Friday, December 21, 2012

It's Not The Guns, It's the Video Games

I remember sitting waiting for my kid's Aikido class to start once, six or seven years ago -- the kid was eight or nine, I think -- and the little boys in the class were talking about Call of Duty, and how cool it was to shoot the people in the game until their ribs were torn away and their "guts fell out" and other such delightful details.

These were kids about my kid's age, eight or nine years old.

I remember a few years later, when my kid was eleven and her best friend started playing X-Box, some game where you could chat online with other people while you played, how upset my kid was at the casual misogyny of the gamer world -- how often and how idle the rape threats were that her friend (also eleven) was subjected to.

So I'm not exactly shocked by Wayne LaPierre's comments on video games in his speech to the NRA this morning.

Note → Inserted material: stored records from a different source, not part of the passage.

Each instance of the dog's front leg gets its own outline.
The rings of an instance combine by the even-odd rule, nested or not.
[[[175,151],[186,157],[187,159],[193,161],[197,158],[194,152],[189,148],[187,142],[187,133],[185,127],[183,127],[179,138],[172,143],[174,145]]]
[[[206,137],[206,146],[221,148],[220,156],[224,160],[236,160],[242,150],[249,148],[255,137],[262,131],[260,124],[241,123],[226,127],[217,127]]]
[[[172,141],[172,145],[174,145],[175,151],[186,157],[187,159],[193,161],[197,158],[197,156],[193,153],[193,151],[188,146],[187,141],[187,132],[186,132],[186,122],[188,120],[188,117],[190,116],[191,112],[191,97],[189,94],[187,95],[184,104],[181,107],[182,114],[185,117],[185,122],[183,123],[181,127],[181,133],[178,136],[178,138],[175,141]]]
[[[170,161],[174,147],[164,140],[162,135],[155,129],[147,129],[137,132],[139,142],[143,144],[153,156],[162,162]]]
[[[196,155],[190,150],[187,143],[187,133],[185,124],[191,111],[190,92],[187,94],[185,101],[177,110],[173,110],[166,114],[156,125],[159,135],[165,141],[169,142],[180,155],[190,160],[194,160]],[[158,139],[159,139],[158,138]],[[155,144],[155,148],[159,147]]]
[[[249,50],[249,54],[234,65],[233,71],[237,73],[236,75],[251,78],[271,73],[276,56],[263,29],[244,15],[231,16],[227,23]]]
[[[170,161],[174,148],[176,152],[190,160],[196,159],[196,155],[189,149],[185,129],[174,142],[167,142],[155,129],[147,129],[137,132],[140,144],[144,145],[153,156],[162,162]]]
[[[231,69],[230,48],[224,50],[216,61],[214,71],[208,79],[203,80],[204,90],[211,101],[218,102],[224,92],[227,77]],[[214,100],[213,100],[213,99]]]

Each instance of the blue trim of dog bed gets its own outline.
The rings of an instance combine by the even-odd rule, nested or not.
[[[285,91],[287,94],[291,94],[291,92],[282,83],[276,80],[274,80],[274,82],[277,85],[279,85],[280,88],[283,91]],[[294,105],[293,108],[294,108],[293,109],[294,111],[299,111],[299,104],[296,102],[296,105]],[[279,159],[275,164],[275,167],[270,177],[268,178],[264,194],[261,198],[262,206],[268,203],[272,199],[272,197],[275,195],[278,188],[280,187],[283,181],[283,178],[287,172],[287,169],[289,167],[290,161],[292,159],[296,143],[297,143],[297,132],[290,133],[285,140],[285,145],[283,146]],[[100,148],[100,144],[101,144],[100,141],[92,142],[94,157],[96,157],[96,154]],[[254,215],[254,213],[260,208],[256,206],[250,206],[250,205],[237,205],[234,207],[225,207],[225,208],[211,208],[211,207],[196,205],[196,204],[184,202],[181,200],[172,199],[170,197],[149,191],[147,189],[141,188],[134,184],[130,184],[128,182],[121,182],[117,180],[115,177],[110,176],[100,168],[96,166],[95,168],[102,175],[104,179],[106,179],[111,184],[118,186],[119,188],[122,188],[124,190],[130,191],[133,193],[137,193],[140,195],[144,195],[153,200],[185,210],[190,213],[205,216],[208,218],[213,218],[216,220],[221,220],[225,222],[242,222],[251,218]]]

But does he seriously want us to believe that video games are more responsible for what happened at Sandy Hook than the gun culture that his organization has helped to foster in this country?

I mean, how fucking stupid does he think we are?

1 comment:

Contingent Cassandra said...

Or perhaps at least part of the answer is that shooter-focused video games are *part* of the gun culture that the NRA has helped to create, and that bears at least partial responsibility for events such as Newtown -- and that that gun culture is very different from the traditional rural culture which the NRA loves to nostalgically evoke, but which is in fact very different, because, while it includes use of guns for certain practical purposes -- e.g. hunting, protection and sometimes euthanasia of livestock -- it does not fetishize them?